Asked to identify the worst market for investment over the next year, 20% of poll respondents say China versus 11% in the last poll in November. Almost half of those polled -- 48% -- say a significant slowing of growth was very or fairly likely within the next two years. Michael Martin, senior vice president of MDAvantage Insurance Company of New Jersey, says the Chinese government "has executed brilliantly" in managing the economy. The government's capacity will be tested as the economy grows and becomes more complex, he says. Export Reliance Chinese officials have said they intend to wean the economy off its reliance upon exports, the source of trade tensions with the U.S., in favor of greater domestic consumption. Peter Hurst, a broker with Sterling International Brokers in London, says he's concerned China will struggle to complete the transition. "Yes, there are 1.3 billion people in China," he says. "But are they rich enough to become consumers?"

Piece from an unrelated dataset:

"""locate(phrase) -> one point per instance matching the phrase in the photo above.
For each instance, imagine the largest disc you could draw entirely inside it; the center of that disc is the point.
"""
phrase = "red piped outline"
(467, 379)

If China stumbles, the global economy will feel the impact, says Suresh Raghavan, chief investment officer for Raghavan Financial Inc. in Houston. "If the PBOC is successful at lowering growth rates to 7%, it will still feel like a recession for a lot of people around the world," he says. Political Stability Most poll respondents remained confident of the Chinese government's ability to fend off demands for greater political liberalization. Just 1% expect a political crisis within the next year and 27% expect one within the next two to five years. And by a 60% to 30% margin, those surveyed say President Hu's policies were favorable to investors. Hu tied with German Chancellor Angela Merkel for the poll's top spot. "The Chinese politicians are able to act on all necessary issues. That gives them a huge advantage compared to the Western economies," says Henry Littig, who heads his own global investment firm in Cologne, Germany. The poll was conducted by Des Moines, Iowa-based Selzer & Co. for Bloomberg and has a margin of error of plus or minus 3.1 percentage points.